Imagem fMRI mostrando áreas de ativação no córtex frontopolar (áreas coloridas no cérebro,
sobre os olhos). De acordo com os autores, esta seria uma das regiões onde inicialmente
começa a ser gerada a decisão, antes de termos consciência dela
(extraído de Bode, S. e cols., PloS One, Vol. 6, e21612).
De acordo com
os autores a demora entre o início da planificação cerebral e a percepção
consciente da decisão a ser tomada ocorre porque ante a tarefa proposta várias
áreas cerebrais trabalham na melhor resposta possível e só uma vez encontrada a
solução a decisão chega à esfera consciente. E isso, claro, leva seu tempo.

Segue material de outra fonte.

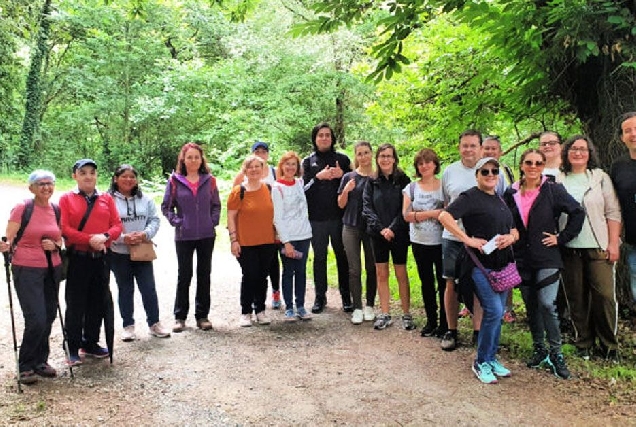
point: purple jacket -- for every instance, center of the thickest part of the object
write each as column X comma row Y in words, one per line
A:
column 193, row 217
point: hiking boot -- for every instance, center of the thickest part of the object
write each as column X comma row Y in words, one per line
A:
column 539, row 357
column 28, row 377
column 483, row 371
column 499, row 370
column 382, row 321
column 262, row 319
column 45, row 370
column 584, row 353
column 179, row 325
column 204, row 324
column 303, row 314
column 407, row 322
column 290, row 316
column 558, row 366
column 128, row 334
column 449, row 341
column 357, row 317
column 245, row 321
column 159, row 331
column 94, row 350
column 428, row 330
column 276, row 300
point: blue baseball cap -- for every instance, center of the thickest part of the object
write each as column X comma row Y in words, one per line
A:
column 259, row 144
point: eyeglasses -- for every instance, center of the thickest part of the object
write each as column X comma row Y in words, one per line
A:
column 581, row 150
column 538, row 163
column 45, row 184
column 548, row 143
column 486, row 172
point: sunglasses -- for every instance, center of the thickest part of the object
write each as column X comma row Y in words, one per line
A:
column 538, row 163
column 486, row 172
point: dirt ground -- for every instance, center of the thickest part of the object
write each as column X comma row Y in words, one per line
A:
column 322, row 372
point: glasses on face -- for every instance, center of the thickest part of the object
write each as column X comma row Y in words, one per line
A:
column 580, row 150
column 486, row 172
column 548, row 143
column 537, row 163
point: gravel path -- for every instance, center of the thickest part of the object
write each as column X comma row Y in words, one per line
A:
column 322, row 372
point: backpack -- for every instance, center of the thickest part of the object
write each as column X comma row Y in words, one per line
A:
column 26, row 217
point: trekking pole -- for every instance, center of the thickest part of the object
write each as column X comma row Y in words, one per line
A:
column 15, row 340
column 49, row 261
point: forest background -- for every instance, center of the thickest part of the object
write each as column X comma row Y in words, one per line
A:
column 132, row 80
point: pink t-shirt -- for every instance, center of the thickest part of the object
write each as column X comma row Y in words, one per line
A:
column 194, row 186
column 43, row 223
column 525, row 203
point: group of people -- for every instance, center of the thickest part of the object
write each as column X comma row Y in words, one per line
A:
column 559, row 222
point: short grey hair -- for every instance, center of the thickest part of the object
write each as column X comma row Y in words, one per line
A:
column 40, row 174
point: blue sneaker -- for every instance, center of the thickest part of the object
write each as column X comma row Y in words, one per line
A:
column 499, row 370
column 290, row 316
column 73, row 360
column 483, row 371
column 303, row 314
column 94, row 351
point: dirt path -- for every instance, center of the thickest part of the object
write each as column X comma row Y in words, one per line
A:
column 323, row 372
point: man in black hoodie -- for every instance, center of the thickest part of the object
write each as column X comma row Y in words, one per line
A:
column 322, row 171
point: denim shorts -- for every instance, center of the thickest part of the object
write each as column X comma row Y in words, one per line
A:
column 450, row 250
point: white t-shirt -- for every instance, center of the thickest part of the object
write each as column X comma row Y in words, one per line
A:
column 429, row 231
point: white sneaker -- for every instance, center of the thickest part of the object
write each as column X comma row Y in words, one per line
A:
column 262, row 318
column 128, row 334
column 245, row 321
column 159, row 331
column 357, row 317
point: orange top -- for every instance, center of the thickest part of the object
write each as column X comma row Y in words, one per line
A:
column 255, row 222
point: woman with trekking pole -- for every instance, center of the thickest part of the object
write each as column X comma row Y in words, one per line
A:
column 33, row 229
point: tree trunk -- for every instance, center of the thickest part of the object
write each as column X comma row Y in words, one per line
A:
column 31, row 124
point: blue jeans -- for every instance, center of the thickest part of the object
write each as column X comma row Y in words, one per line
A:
column 541, row 306
column 295, row 275
column 322, row 233
column 631, row 262
column 494, row 304
column 126, row 271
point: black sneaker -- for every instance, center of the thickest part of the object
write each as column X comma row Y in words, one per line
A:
column 538, row 358
column 449, row 341
column 558, row 366
column 428, row 330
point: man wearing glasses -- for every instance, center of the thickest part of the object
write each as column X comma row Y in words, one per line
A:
column 457, row 178
column 623, row 174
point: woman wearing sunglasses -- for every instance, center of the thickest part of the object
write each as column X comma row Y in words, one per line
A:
column 485, row 217
column 590, row 257
column 536, row 204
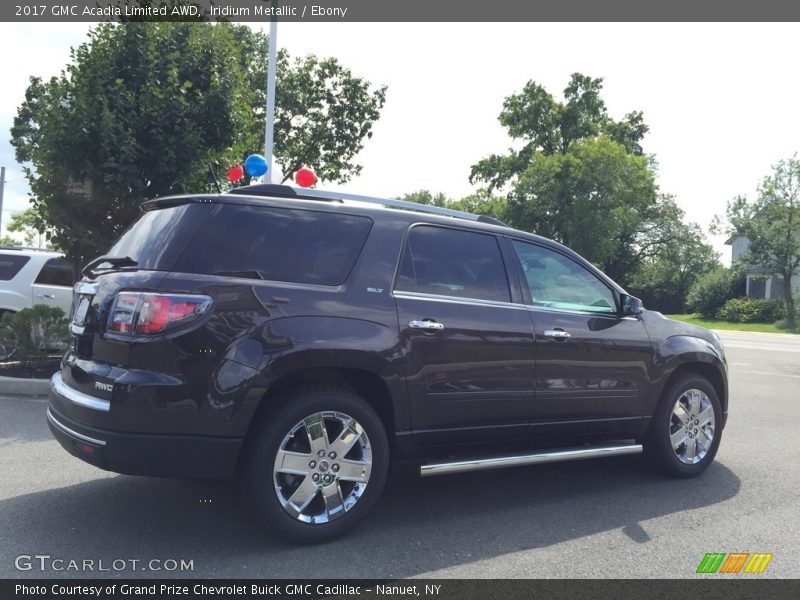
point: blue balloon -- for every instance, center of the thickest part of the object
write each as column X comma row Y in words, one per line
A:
column 255, row 165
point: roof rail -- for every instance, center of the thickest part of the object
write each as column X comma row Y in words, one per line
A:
column 306, row 194
column 20, row 248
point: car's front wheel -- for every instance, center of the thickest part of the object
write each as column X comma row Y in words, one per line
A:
column 318, row 465
column 685, row 430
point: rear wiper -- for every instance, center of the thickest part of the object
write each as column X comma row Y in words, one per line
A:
column 114, row 261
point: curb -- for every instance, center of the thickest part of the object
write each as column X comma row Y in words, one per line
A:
column 14, row 386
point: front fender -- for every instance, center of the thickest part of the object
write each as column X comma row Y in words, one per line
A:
column 679, row 351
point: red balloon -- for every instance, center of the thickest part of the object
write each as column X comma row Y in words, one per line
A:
column 235, row 173
column 305, row 177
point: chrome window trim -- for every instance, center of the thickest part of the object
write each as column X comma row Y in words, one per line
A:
column 493, row 303
column 456, row 300
column 586, row 313
column 59, row 425
column 85, row 287
column 58, row 386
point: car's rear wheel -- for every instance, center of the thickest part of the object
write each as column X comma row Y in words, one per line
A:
column 318, row 465
column 685, row 431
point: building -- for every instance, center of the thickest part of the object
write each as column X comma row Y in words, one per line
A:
column 759, row 284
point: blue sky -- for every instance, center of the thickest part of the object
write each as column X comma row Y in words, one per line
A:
column 720, row 99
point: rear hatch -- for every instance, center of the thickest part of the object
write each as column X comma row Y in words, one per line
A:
column 138, row 262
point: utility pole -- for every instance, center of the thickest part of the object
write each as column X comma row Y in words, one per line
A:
column 273, row 57
column 2, row 187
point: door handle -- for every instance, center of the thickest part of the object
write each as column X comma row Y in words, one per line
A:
column 558, row 334
column 426, row 325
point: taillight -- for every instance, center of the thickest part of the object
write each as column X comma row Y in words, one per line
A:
column 142, row 313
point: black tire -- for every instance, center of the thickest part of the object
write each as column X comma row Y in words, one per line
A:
column 265, row 485
column 658, row 447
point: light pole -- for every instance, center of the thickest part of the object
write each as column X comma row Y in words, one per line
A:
column 272, row 58
column 2, row 188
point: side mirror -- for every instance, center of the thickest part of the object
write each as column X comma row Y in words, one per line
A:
column 631, row 305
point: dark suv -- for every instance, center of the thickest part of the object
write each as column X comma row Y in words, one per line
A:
column 301, row 339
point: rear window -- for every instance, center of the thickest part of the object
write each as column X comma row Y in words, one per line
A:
column 10, row 264
column 56, row 271
column 277, row 244
column 157, row 238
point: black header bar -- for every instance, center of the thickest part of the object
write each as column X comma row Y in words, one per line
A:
column 708, row 587
column 337, row 11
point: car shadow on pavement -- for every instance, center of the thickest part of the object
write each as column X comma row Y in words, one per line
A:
column 419, row 526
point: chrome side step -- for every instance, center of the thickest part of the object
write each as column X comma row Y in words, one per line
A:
column 517, row 460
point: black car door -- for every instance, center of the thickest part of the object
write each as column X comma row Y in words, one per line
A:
column 468, row 350
column 592, row 363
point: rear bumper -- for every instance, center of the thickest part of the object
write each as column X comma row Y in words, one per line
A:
column 174, row 456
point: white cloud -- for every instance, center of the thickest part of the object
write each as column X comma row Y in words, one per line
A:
column 719, row 98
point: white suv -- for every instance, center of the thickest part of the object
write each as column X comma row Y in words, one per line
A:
column 29, row 276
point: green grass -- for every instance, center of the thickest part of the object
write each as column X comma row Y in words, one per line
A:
column 696, row 319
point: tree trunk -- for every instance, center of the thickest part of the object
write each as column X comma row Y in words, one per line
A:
column 791, row 317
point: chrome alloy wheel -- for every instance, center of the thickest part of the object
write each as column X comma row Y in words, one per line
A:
column 322, row 467
column 692, row 426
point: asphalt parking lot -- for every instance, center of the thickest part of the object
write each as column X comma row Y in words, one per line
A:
column 603, row 518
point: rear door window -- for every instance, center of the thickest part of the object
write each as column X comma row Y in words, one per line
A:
column 56, row 271
column 453, row 262
column 156, row 239
column 10, row 265
column 301, row 246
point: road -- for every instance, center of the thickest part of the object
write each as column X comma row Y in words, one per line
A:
column 604, row 518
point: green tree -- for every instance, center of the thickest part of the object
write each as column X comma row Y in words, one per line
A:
column 673, row 255
column 711, row 291
column 580, row 177
column 144, row 110
column 772, row 224
column 29, row 225
column 426, row 197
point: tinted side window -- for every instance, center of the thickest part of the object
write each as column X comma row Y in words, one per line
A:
column 277, row 244
column 10, row 265
column 56, row 271
column 556, row 281
column 450, row 262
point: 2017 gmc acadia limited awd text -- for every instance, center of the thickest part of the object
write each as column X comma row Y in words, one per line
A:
column 302, row 339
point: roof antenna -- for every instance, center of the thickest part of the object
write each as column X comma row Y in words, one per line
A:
column 214, row 177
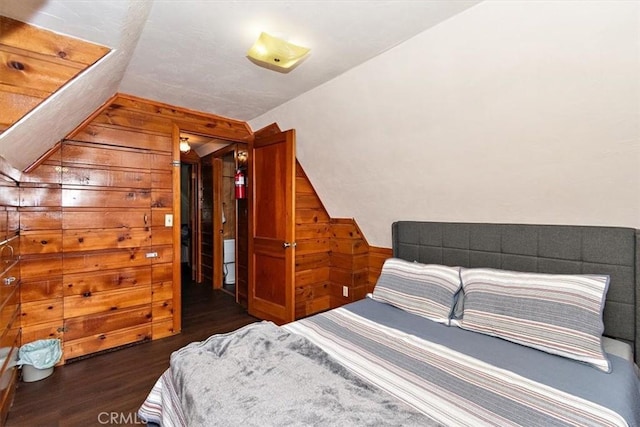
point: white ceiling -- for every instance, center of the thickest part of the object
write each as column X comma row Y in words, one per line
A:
column 192, row 54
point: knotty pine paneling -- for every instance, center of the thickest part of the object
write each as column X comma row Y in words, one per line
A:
column 106, row 301
column 36, row 63
column 162, row 310
column 48, row 195
column 78, row 153
column 120, row 278
column 110, row 184
column 105, row 198
column 312, row 259
column 84, row 262
column 40, row 242
column 39, row 219
column 100, row 238
column 38, row 312
column 104, row 341
column 329, row 246
column 106, row 218
column 36, row 290
column 123, row 178
column 122, row 137
column 40, row 266
column 80, row 327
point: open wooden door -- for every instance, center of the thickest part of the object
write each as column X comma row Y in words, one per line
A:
column 272, row 244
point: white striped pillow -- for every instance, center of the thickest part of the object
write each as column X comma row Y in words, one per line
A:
column 557, row 313
column 428, row 290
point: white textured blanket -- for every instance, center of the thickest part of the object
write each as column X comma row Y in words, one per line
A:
column 264, row 375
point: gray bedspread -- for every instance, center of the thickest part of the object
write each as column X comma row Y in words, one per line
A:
column 265, row 375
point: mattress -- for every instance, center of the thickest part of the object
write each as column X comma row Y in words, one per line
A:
column 453, row 376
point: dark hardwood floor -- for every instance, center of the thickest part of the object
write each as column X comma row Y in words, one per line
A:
column 107, row 389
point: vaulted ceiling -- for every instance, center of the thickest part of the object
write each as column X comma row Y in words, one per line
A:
column 193, row 54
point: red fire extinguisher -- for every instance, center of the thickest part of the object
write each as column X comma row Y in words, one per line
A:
column 241, row 189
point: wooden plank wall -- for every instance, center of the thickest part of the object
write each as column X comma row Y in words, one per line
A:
column 331, row 253
column 98, row 260
column 10, row 285
column 35, row 64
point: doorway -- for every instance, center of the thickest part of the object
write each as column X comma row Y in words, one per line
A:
column 230, row 221
column 214, row 229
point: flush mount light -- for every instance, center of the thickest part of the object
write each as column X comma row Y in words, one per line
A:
column 184, row 144
column 276, row 54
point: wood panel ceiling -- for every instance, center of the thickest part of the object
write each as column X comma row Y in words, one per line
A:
column 35, row 63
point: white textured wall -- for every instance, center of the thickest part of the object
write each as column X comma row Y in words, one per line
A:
column 518, row 112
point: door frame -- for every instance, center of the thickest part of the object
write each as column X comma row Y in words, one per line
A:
column 175, row 188
column 196, row 215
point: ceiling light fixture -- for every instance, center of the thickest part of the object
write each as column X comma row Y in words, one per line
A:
column 276, row 54
column 184, row 145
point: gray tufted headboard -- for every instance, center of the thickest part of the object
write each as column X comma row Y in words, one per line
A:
column 538, row 248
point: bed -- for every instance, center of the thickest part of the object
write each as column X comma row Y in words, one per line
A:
column 469, row 324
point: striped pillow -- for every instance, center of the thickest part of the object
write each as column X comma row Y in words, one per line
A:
column 427, row 290
column 557, row 313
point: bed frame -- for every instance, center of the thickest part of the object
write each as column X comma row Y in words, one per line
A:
column 538, row 248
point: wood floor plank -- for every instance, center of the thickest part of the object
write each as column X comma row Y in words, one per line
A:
column 108, row 389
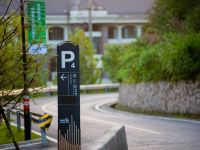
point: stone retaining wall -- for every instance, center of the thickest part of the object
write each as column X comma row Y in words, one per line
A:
column 180, row 97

Neste vídeo, Marcus Du Sautoy (Professor de Matemática na Universidade de Oxford e
da Cátedra Simonyi para a Compreensão Pública da Ciência) participa de um experimento
realizado por John-Dylan Haynes (Professor no Centro Bernstein de Neurociência
Computacional de Berlim) na tentativa de encontrar a base neurológica para a tomada de decisão.
Como fica então
a crença que somos “nós” que estamos decidindo? Calma, os experimentos nessa
área estão no início. Críticos do “determinismo cerebral” argumentam, e com
razão, que decisões sobre mexer os dedos são simples demais comparadas a outras
mais complexas que tomamos, como casar, divorciar, trocar de emprego, etc. Só
quando tenhamos as condições técnicas para aprimorar estes experimentos (e não
demorará muito) teremos uma ideia mais aproximada sobre se o que estamos vendo
em relação a decisões simples também se aplica a todas as outras. Mas o fato
dos resultados desde a década de 1960 apontarem na mesma direção, mesmo com
tecnologias mais e mais sofisticadas, é bastante significativo.
Por outra
parte, de acordo com os próprios cientistas, a noção do “eu” como algo separado
do corpo não passa de uma ilusão que o cérebro cria. Como comenta Michael Gazzaniga, um dos maiores neurocientistas da
atualidade, mente e cérebro são uma coisa só. A sensação de que existe um eu
separado do corpo, que o habita e controla, é apenas o resultado da atividade
cerebral que nos engana. A decisão e a posterior tomada de consciência sobre
essa decisão fazem parte do mesmo processo que o cérebro cria para que possamos
sobreviver e procriar. Mais uma conquista evolutiva.
Se tudo isto se confirmar nossa noção de livre-arbítrio
terá que mudar radicalmente. Teremos que encontrar um adjetivo mais apropriado
que “livre” para descrever como e por que decidimos o que decidimos.